Thinking about the Outbox Pattern and CockroachDB

Motivation

I certainly don't claim to be an expert on the Outbox Pattern but, as I understand it, one key feature is that it involves rows written into a database table which is configured to emit events into a change feed. These rows are ephemeral in the database table; their chief function is to aggregate some data and trigger that CDC event.

A couple of recent or upcoming (in version 22.2) CockroachDB features seem particularly well suited to this pattern:

  1. Row level time to live (TTL, already available)
  2. Changefeed expressions (coming in v. 22.2)

It was with that in mind that I started experimenting with what's shown below.

Experiment

Connect using the psql CLI:

$ psql postgres://root@localhost:26257/defaultdb
Timing is on.
psql (14.5 (Homebrew), server 13.0.0)
Type "help" for help.

I'm using the 22.2 alpha because of its support of "changefeed expressions":

defaultdb=> SELECT version();
                                           version                                            
----------------------------------------------------------------------------------------------
 CockroachDB CCL v22.2.0-alpha.3 (x86_64-apple-darwin19, built 2022/09/12 16:13:44, go1.18.4)
(1 row)

In creating the outbox table, I used a sequence as the source of the n column just to show things in order in the SELECT. Note the WITH ... clause which specifies the TTL for the row (10 seconds) along with a cron-like expression for how often to purge the expired rows (every 3 minutes).
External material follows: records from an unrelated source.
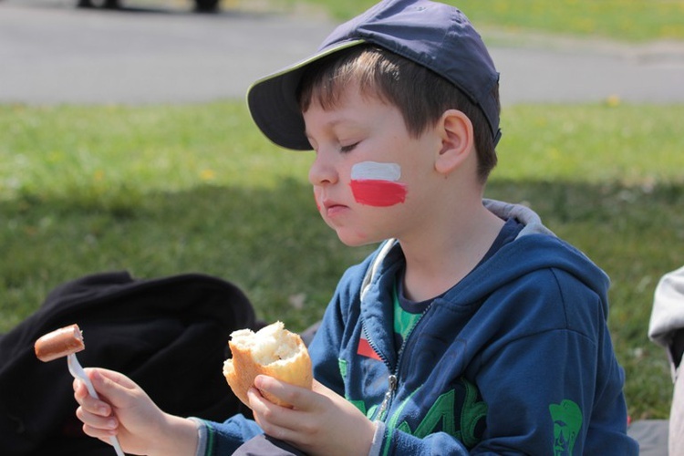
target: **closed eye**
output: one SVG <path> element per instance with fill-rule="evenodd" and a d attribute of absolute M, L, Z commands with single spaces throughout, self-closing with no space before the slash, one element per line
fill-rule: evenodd
<path fill-rule="evenodd" d="M 354 144 L 349 144 L 348 146 L 340 146 L 339 151 L 340 152 L 351 152 L 356 149 L 356 147 L 358 145 L 358 142 L 355 142 Z"/>

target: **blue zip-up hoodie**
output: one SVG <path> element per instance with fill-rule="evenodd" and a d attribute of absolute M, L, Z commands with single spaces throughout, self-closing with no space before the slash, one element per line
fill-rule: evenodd
<path fill-rule="evenodd" d="M 435 299 L 400 348 L 400 245 L 345 273 L 309 347 L 315 378 L 378 421 L 371 454 L 638 454 L 607 276 L 533 211 L 484 202 L 524 227 Z M 212 428 L 232 439 L 237 420 Z"/>

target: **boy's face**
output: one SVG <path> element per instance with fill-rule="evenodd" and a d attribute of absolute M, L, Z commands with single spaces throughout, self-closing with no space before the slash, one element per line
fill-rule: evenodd
<path fill-rule="evenodd" d="M 334 108 L 313 100 L 304 112 L 316 150 L 309 171 L 321 216 L 347 245 L 420 235 L 431 209 L 435 129 L 411 138 L 400 111 L 358 87 Z"/>

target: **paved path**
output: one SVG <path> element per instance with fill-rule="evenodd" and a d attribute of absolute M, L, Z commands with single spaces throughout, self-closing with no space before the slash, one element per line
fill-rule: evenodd
<path fill-rule="evenodd" d="M 0 102 L 243 98 L 251 81 L 306 57 L 334 26 L 264 12 L 197 15 L 190 2 L 123 11 L 77 9 L 75 3 L 0 0 Z M 684 102 L 680 43 L 634 47 L 532 36 L 520 45 L 520 37 L 483 35 L 502 73 L 504 105 L 610 96 Z"/>

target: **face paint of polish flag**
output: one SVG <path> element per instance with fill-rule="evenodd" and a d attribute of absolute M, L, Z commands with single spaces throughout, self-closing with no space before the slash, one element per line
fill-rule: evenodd
<path fill-rule="evenodd" d="M 351 192 L 357 202 L 388 207 L 406 201 L 406 185 L 399 182 L 401 168 L 397 163 L 362 161 L 351 168 Z"/>

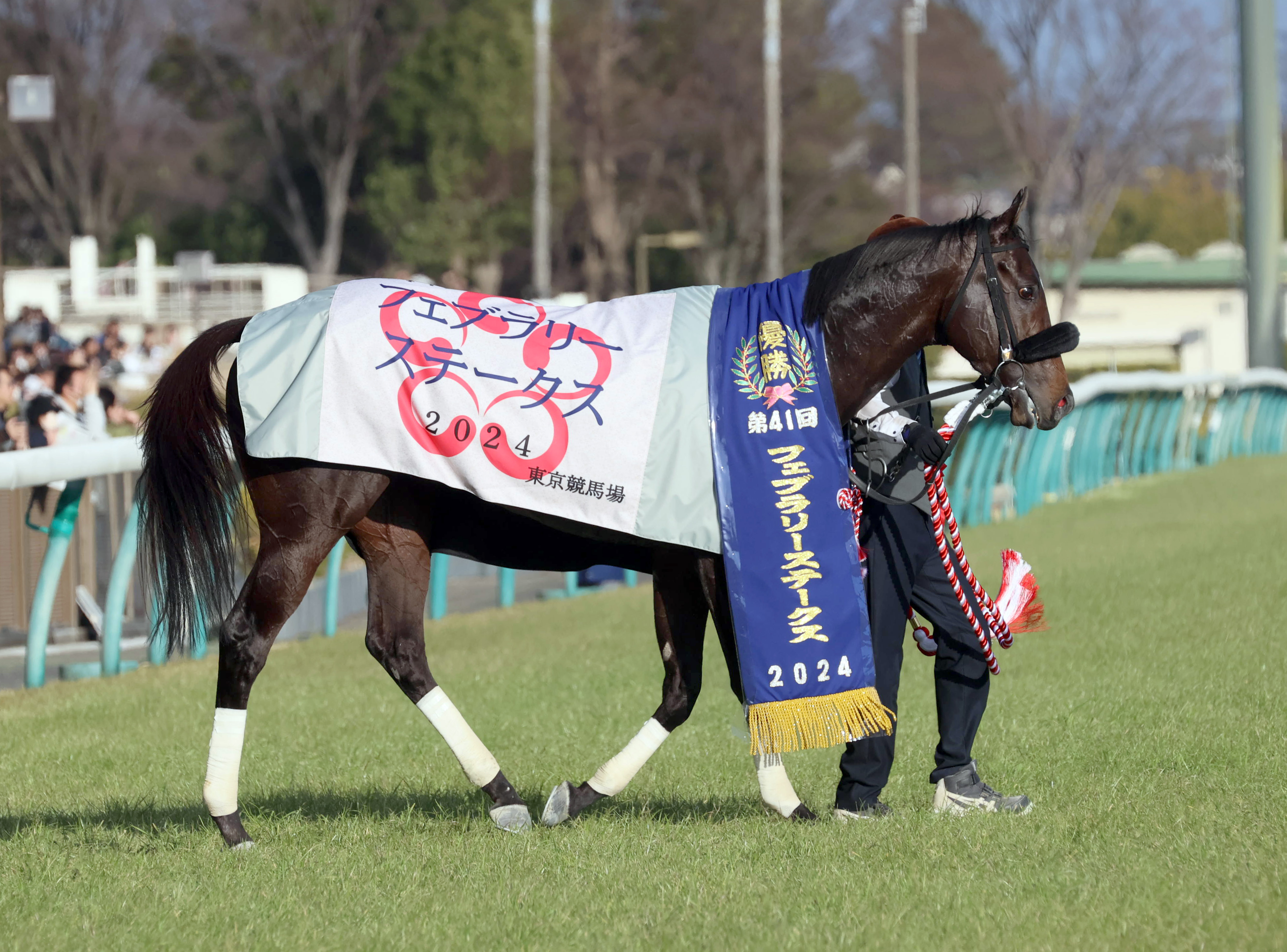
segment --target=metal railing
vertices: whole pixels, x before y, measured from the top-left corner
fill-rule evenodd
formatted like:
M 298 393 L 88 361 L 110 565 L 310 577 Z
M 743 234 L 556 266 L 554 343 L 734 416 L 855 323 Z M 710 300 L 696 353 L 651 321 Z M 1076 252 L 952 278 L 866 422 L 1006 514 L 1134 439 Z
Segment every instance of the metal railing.
M 41 687 L 46 679 L 45 663 L 54 600 L 67 560 L 68 547 L 76 526 L 88 479 L 115 473 L 136 472 L 143 467 L 143 450 L 133 436 L 73 446 L 49 446 L 0 454 L 0 489 L 22 489 L 66 481 L 59 493 L 49 526 L 28 524 L 45 533 L 48 544 L 36 578 L 27 625 L 26 672 L 27 687 Z M 113 677 L 138 666 L 136 661 L 121 659 L 121 634 L 126 616 L 126 600 L 134 576 L 138 556 L 139 509 L 130 504 L 129 516 L 121 527 L 120 542 L 112 557 L 112 570 L 103 605 L 100 659 L 63 666 L 64 678 Z M 340 581 L 345 540 L 336 543 L 326 562 L 323 593 L 322 634 L 332 637 L 340 623 Z M 448 612 L 448 578 L 450 556 L 435 553 L 430 576 L 430 597 L 426 614 L 440 619 Z M 501 607 L 515 602 L 516 570 L 497 570 L 497 600 Z M 573 597 L 584 590 L 578 585 L 577 572 L 564 572 L 564 587 L 546 592 L 546 597 Z M 624 583 L 633 587 L 636 572 L 627 571 Z M 18 597 L 22 597 L 18 594 Z M 189 657 L 201 659 L 207 652 L 206 625 L 199 623 L 193 632 Z M 165 638 L 153 637 L 148 645 L 148 661 L 166 663 Z
M 1287 448 L 1283 371 L 1097 373 L 1072 392 L 1077 405 L 1054 430 L 1010 426 L 1004 407 L 974 421 L 947 466 L 961 525 L 1022 516 L 1118 480 Z

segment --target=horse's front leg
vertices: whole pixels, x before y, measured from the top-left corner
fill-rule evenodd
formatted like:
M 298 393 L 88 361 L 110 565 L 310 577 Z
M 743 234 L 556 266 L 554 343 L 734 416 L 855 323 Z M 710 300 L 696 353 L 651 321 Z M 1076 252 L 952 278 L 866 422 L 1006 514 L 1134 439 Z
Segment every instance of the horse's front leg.
M 400 515 L 414 512 L 416 506 L 412 495 L 390 490 L 353 531 L 367 562 L 367 650 L 443 736 L 470 782 L 490 798 L 492 822 L 510 832 L 529 830 L 528 805 L 429 670 L 427 520 L 426 526 L 403 525 L 405 516 Z
M 707 598 L 691 551 L 655 551 L 653 611 L 665 675 L 662 705 L 629 744 L 580 786 L 564 781 L 553 789 L 541 814 L 546 826 L 571 819 L 592 803 L 625 789 L 640 768 L 680 724 L 689 719 L 701 691 L 701 646 L 707 630 Z
M 710 616 L 719 636 L 725 663 L 728 665 L 728 686 L 743 704 L 746 702 L 741 686 L 741 672 L 737 669 L 737 645 L 732 628 L 732 610 L 728 606 L 728 587 L 725 580 L 723 558 L 719 556 L 700 560 L 701 588 L 707 593 Z M 789 819 L 817 819 L 817 816 L 801 803 L 786 776 L 781 754 L 755 754 L 755 780 L 759 781 L 759 799 L 764 808 Z

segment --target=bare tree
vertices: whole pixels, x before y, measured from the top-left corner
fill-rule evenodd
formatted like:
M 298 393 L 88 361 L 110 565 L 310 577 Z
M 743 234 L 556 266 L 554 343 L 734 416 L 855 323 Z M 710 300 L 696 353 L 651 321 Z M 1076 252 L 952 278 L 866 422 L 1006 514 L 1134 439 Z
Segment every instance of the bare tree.
M 184 46 L 199 71 L 179 69 L 224 114 L 254 117 L 281 194 L 274 212 L 304 266 L 336 274 L 354 165 L 389 69 L 423 33 L 426 3 L 239 0 Z M 171 90 L 180 93 L 180 90 Z M 309 201 L 300 166 L 315 176 Z
M 631 293 L 629 248 L 662 170 L 646 117 L 655 90 L 637 80 L 636 21 L 619 0 L 564 5 L 555 51 L 566 90 L 586 230 L 582 271 L 591 300 Z
M 77 234 L 109 246 L 148 175 L 165 126 L 144 77 L 154 26 L 139 0 L 0 3 L 6 71 L 54 77 L 51 122 L 0 129 L 13 192 L 58 253 Z
M 1163 0 L 976 0 L 1013 69 L 1003 129 L 1033 192 L 1033 237 L 1067 256 L 1060 316 L 1122 187 L 1216 94 L 1199 14 Z

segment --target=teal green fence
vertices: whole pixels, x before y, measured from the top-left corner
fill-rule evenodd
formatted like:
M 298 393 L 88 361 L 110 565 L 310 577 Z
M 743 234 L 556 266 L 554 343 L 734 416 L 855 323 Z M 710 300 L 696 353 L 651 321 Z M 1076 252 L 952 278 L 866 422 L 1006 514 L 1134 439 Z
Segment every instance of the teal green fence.
M 1287 373 L 1098 373 L 1073 383 L 1054 430 L 978 418 L 947 464 L 961 525 L 1010 518 L 1118 480 L 1287 448 Z

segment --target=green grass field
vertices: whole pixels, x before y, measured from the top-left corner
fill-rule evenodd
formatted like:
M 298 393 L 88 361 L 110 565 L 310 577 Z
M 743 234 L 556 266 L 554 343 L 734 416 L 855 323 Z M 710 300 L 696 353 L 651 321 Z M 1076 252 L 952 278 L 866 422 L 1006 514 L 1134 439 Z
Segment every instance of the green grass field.
M 714 638 L 698 710 L 613 801 L 488 821 L 362 636 L 273 652 L 241 800 L 201 805 L 212 661 L 0 696 L 0 947 L 1281 948 L 1287 459 L 1147 479 L 973 530 L 1036 566 L 977 745 L 1026 817 L 929 812 L 931 661 L 910 650 L 879 822 L 766 817 Z M 452 616 L 439 681 L 539 813 L 659 699 L 647 590 Z M 830 814 L 838 749 L 788 755 Z

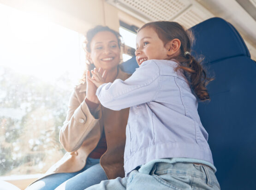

Note that the cron expression is flexible; it can, for example, be set to a specific time of day: ttl_job_cron = '0 21-23 * * *' to run at 9, 10, and 11 PM.

DROP SEQUENCE IF EXISTS outbox_sequence CASCADE;
CREATE SEQUENCE outbox_sequence CACHE 1000;

DROP TABLE IF EXISTS outbox;
CREATE TABLE outbox
(
  id UUID NOT NULL PRIMARY KEY DEFAULT gen_random_uuid()
  , n INT NOT NULL DEFAULT nextval('outbox_sequence')
  , last_updated TIMESTAMP NOT NULL DEFAULT now()
  , message TEXT NOT NULL
) WITH (ttl_expire_after = '10 s', ttl_job_cron = '*/3 * * * *');

The changefeed uses an HTTP endpoint to a short Python script which just prints each of the CDC events. It specifies an action to take on_error and that the rows shouldn't be GC'd when this is paused, so that, if the endpoint isn't available, the events will not be lost. The definition also includes an expression (new in 22.2) which selects only the message column and the n column, separated by a space. Finally, it specifies to skip deleted rows, since we don't need to see an event when the TTL expression (above) removes rows.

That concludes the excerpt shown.